Hi community of Toast lovers!

Has anyone else experienced quantities dipping negative from third party orders coming through for quantities higher than what you have on hand? For example, if we update a cookie quantity to 2 chocolate chip left and someone orders 6 through a third party app, the order is allowed to come through and we will have -4 on hand. Toast reps have told me to contact the third parties directly to change inventories which doesn't exactly scream "seamless integration" to me. They've said it could take up to 4-12 hours to update menus on third parties from Toast which is an insane acceptable range. They've also told me that they've never heard of this before but I've seen it at 2 different businesses before. Looking to get some help with this ASAP. Please, if you've experienced this, let's get Toast to more urgently fix! It creates more work for our team, disappointment for our guests, and just unnecessary frustration overall. 

4 REPLIES 4

josh212
Community Ambassador

When dealing with On Hand quantities for online ordering i reccomend a buffer amount added. 

Scenario: I begin my order on grubhub on my computer leave it in my cart go ask if anyone wants anything go checkout and the same time some goes to uber eats and selects it after me etc etc. Because unlike phone ordering where you can only take so many calls 10 ppl can hit submit at the same time. Just like unless you clear your page cache it doesnt always update same thing goes for every site. THe reason they say 4-12 house is that grubrub refreshes the menu nightly versus hourly but quatitites are always fairly fast.

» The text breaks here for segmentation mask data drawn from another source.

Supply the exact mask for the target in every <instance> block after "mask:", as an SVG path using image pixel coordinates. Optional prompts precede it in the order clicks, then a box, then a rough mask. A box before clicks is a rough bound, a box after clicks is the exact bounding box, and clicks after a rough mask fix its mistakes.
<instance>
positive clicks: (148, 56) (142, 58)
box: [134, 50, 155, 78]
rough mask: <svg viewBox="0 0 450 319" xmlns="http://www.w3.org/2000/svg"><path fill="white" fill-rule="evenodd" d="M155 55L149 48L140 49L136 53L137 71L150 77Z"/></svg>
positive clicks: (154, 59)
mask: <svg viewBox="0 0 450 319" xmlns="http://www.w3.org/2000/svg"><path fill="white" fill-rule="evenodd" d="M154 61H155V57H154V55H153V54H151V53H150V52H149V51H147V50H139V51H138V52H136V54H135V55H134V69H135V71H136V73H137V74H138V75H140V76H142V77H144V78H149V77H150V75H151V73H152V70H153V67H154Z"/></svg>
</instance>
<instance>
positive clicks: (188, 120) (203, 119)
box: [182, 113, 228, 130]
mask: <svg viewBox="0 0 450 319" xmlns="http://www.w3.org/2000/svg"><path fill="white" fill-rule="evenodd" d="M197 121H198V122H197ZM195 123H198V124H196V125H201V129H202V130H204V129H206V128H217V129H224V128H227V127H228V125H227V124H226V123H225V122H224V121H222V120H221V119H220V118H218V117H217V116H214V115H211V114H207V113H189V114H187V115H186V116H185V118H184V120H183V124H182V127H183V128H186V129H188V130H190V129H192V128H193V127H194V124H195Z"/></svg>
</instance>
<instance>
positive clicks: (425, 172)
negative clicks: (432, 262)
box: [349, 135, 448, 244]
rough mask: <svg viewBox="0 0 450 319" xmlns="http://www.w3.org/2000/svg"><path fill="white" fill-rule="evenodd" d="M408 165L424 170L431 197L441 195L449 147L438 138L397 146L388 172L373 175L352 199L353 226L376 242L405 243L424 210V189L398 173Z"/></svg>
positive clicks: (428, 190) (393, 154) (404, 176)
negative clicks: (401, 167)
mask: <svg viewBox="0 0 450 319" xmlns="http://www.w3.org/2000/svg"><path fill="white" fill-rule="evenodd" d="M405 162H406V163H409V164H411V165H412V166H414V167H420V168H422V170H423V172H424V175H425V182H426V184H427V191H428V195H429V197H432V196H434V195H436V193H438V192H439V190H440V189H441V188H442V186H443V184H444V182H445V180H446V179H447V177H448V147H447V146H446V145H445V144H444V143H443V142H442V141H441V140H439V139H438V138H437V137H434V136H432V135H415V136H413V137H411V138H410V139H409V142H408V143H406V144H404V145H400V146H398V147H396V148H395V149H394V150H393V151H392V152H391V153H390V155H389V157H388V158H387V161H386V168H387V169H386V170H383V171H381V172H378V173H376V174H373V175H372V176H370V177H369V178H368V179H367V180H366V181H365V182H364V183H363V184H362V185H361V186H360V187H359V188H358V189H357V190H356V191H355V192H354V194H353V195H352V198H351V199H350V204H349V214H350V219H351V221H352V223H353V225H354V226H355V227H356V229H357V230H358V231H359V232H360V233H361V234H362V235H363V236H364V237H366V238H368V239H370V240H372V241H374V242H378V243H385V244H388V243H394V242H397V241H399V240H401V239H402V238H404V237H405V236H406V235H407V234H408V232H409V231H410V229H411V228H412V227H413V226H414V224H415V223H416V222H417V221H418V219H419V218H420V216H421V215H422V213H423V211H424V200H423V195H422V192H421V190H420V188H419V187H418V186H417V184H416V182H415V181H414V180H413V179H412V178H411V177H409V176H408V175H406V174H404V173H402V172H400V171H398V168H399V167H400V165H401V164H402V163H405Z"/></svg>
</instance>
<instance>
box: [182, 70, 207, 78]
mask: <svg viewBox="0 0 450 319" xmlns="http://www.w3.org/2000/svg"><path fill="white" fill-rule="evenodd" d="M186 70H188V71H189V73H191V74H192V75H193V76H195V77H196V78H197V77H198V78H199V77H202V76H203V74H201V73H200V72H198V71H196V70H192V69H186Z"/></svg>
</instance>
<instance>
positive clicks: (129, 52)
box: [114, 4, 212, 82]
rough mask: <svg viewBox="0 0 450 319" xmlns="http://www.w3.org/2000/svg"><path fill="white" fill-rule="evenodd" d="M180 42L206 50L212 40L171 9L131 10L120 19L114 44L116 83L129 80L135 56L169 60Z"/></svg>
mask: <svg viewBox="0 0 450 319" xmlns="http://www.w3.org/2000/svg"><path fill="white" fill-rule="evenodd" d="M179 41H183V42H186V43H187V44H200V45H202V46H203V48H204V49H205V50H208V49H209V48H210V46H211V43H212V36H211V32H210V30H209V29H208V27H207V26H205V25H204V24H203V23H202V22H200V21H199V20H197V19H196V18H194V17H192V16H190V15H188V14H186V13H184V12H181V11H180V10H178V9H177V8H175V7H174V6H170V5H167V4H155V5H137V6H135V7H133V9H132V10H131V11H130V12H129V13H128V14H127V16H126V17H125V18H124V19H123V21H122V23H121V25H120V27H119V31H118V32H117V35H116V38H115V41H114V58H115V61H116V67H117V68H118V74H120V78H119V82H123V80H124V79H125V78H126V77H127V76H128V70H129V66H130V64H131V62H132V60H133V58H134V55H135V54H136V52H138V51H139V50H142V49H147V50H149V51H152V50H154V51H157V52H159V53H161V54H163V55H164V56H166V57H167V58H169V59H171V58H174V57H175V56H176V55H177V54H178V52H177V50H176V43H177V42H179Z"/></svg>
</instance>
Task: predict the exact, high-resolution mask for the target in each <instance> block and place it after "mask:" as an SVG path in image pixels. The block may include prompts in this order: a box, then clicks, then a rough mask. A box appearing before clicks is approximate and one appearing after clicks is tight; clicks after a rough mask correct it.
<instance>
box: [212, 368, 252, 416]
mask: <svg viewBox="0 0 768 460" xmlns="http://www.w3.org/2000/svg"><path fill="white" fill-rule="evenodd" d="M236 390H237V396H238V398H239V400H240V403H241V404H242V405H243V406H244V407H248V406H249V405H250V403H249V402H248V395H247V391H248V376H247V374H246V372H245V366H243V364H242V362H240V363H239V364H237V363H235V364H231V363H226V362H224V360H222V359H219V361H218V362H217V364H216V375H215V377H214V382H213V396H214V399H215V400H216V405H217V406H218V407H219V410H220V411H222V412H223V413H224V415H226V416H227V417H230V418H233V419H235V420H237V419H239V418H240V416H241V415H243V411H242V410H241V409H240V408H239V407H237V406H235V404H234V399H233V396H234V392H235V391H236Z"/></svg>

If this is a constant isssue, which it sounds like it may be because of cookie variety if your a cookie shop, I reccomend having a second choice for every item just to streamline operations

Hi! Thanks for replying to my post! By "buffer amount" do you mean updating the quantity sooner rather than later? The other tricky thing to keep in mind is since future orders pull from the same inventory, and for a bakery future orders are huge, we need to keep items in stock as much as possible. But I hear you and understand how this may happen. If the issue was multiple orders coming in at the same time and selling us out and below the quantity, I could make sense of it and honestly probably wouldn't have posted. 

Heard on grubhub updating nightly. That also seems insane to me. We'll just change item's visibility as we sell out which seems to help with this issue but, again, that isn't the seamless integration we had hoped for. 

And we surely swap things out for guests and have ops behind those scenarios but ya know when you're craving oatmeal choc chip and you get an oatmeal raisin... we all know how that goes 😉 

I think they mean to put a quantity in that is less than what you actually have to give some room for error, if you had 100, maybe put in 90, so if it does happen you are less likely to disappoint a customer. Future orders is definitely going to complicate this further. I run into the negative issue just in house, if a quantity isn't in soon enough, with several servers anyone of them could already have the item on a check and that won't be accounted for, and it will oversell. And when you add multiple online sources to mix it makes it even trickier. 

Rob
Community Manager
Community Manager

Thanks for reaching out about this and providing this insight!